Testing Models of Modern Glacial Erosion of the St. Elias Mountains, Alaska Using Marine Sediment Provenance

Abstract:

The glaciated coastal St. Elias Range in Alaska is a primary site to examine climate-tectonic interactions. Work has primarily focused on the Bering-Bagley and Malaspina-Seward ice fields, utilizing detrital and bedrock zircon and apatite geochronology to examine local exhumation and glacial erosion (Berger et al., 2008; Enkelmann et al., 2009; Headly et al., 2013). These studies argue for specific regions of tectonically focused or climatically widespread glacial erosion. Analyzed zircon and apatite grains are sand size, however glacial erosion favors the production of finer-grained sediments. This study focuses on the geochemical provenance of the silt-size fraction (15-63μm) of surface sediments collected throughout the Gulf of Alaska (GOA) seaward of the Bering and Malaspina glaciers to test if the exhumation patterns observed in zircon and apatites are also applicable for the silt size fraction.

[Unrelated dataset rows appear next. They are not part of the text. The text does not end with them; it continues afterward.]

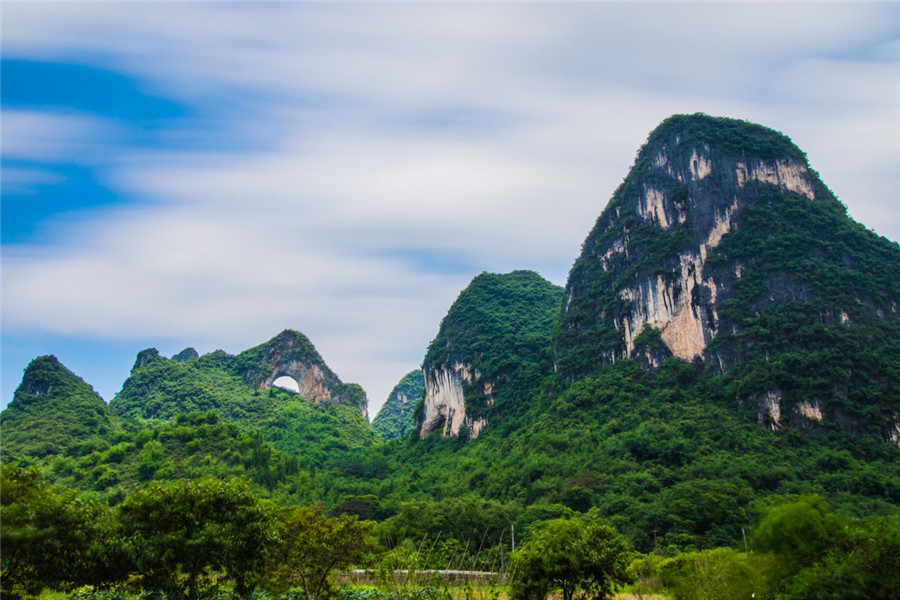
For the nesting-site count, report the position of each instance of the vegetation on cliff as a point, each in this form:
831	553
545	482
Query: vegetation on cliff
682	459
396	418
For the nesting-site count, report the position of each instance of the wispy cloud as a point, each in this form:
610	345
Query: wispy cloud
345	169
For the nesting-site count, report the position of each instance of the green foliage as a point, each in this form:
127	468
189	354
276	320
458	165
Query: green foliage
736	136
714	574
499	327
818	554
460	532
189	446
580	557
53	408
186	533
396	419
309	546
54	537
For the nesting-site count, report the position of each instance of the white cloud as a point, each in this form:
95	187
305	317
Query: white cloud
34	135
337	141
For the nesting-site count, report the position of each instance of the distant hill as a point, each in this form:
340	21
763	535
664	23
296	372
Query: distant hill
493	344
396	418
723	246
51	410
728	336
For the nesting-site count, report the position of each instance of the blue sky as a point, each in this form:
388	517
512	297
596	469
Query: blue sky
208	174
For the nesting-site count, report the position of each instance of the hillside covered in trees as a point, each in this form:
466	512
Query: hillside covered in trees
723	362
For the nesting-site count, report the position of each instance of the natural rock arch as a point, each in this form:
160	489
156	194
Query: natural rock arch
286	382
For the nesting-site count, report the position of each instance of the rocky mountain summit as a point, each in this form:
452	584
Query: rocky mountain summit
723	246
160	387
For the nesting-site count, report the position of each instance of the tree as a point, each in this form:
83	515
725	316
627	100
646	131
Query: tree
52	537
583	557
310	545
186	532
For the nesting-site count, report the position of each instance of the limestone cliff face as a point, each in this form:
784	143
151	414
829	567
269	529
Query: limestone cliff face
444	407
291	354
720	245
683	199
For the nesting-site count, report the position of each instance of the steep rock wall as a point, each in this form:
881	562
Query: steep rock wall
444	407
723	247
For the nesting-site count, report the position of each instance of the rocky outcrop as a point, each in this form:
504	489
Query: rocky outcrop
723	247
494	339
291	354
444	407
692	194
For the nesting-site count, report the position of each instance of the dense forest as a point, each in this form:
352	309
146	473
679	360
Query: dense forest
766	465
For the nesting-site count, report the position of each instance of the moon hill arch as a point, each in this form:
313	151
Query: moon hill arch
290	354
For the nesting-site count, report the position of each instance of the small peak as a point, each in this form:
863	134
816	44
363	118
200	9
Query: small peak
41	374
186	355
735	136
145	357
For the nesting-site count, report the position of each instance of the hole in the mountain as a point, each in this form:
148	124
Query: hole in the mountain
287	383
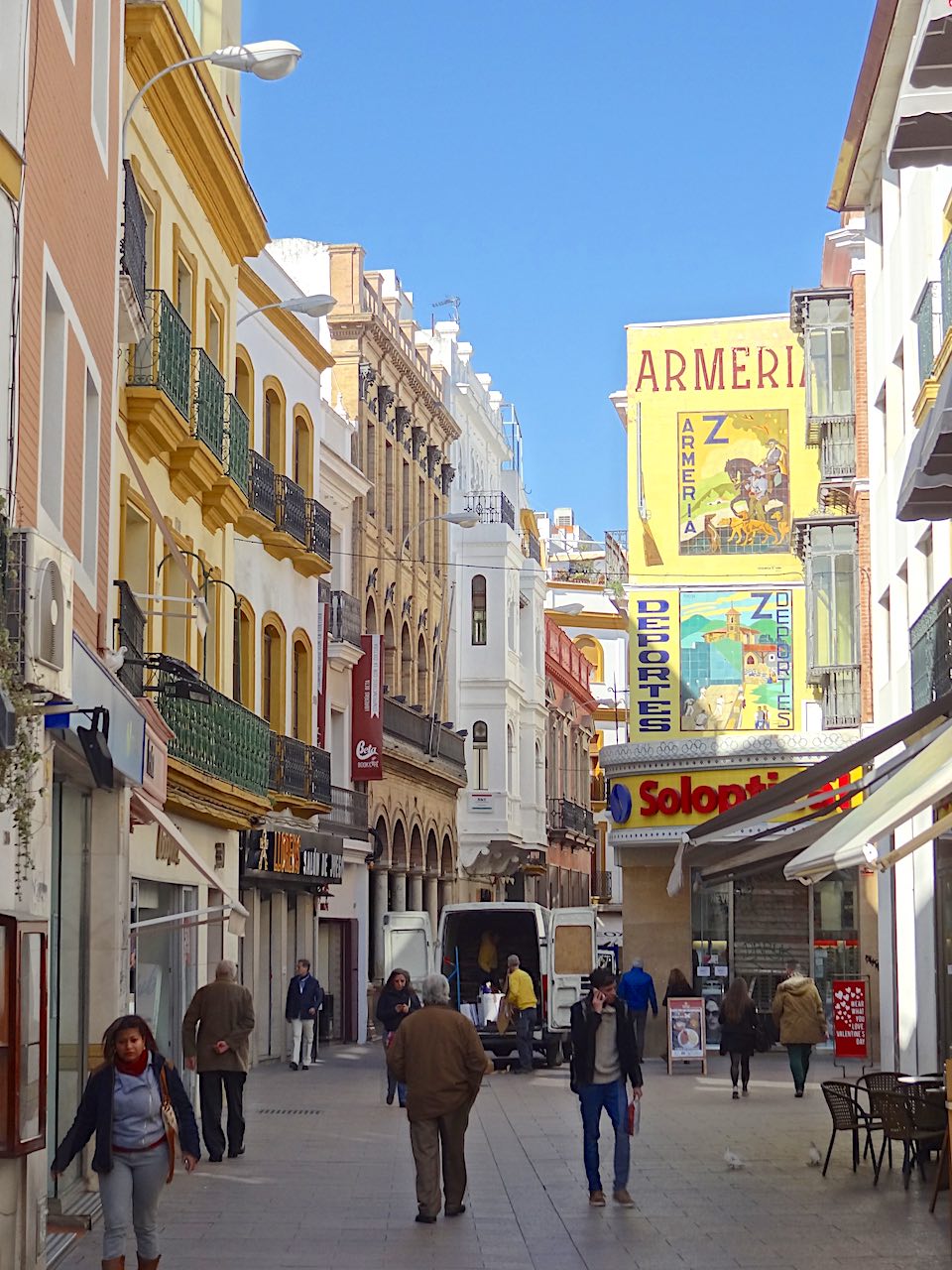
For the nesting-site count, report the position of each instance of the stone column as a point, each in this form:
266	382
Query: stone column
414	890
379	881
430	898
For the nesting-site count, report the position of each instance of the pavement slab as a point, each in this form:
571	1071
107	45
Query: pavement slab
334	1188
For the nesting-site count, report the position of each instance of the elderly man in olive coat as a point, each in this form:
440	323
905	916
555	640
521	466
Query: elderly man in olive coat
214	1040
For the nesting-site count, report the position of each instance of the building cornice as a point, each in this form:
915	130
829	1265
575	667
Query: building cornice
190	118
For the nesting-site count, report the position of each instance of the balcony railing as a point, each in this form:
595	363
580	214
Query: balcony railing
163	359
317	529
842	706
344	619
293	508
930	649
220	738
492	508
208	403
838	449
262	494
131	635
298	770
567	817
602	884
414	728
236	452
132	248
348	812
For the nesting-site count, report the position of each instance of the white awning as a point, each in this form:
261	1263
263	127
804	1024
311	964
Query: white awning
236	910
918	785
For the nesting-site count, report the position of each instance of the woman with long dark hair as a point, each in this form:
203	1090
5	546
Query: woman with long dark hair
128	1103
738	1019
397	1001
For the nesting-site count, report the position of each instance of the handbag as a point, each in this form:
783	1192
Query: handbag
171	1120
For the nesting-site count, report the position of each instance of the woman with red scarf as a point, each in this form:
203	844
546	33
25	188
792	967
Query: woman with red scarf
123	1105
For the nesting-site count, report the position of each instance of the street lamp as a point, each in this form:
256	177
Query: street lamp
311	307
267	59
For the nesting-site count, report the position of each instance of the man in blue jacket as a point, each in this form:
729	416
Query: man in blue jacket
638	992
304	998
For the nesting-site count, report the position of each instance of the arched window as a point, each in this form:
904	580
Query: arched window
479	608
302	456
480	753
273	674
301	688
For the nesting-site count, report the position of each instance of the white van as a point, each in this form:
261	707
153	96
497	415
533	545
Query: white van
555	947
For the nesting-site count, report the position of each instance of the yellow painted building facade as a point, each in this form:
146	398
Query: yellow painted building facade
721	706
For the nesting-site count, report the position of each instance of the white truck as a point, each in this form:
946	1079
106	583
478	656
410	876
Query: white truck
556	947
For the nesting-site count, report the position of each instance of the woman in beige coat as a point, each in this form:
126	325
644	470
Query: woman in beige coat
801	1021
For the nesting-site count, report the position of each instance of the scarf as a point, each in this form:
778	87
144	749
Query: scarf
135	1069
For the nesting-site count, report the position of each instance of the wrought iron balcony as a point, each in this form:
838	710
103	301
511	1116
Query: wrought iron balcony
492	508
317	529
236	452
930	649
220	738
130	634
567	817
163	359
345	619
298	770
208	403
132	248
293	508
262	493
838	448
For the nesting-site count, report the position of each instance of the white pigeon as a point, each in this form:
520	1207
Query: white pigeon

Onshore bedrock Al-normalized elemental data were used to delineate sediment sources, and a subset of provenance-applicable elements was chosen. Detrital thermochronologic data suggest that sediment produced by the Bagley/Bering system is derived from bedrock on the windward side with input from the Chugach Metamorphic Complex (CMC) underlying the Bagley only during glacial surge events (Headly et al., 2013). Geochemical observations of GOA silt deposited during the 1994-95 surge event confirm input of CMC sediment (elevated in Cr, Ni, Sc, Sr, depleted in Hf, Pb and Rb relative to Kultieth and Poul Creek formations). We also observe a windward-side sediment source (Kultieth and Poul Creek). It is hypothesized that the sediment carried by the Malaspina is primarily from CMC rock underlying the Seward ice field mixed with Yakataga formation rock that underlies the Seward throat (Headly et al., 2013). Geochemical observations of GOA silt support this hypothesis.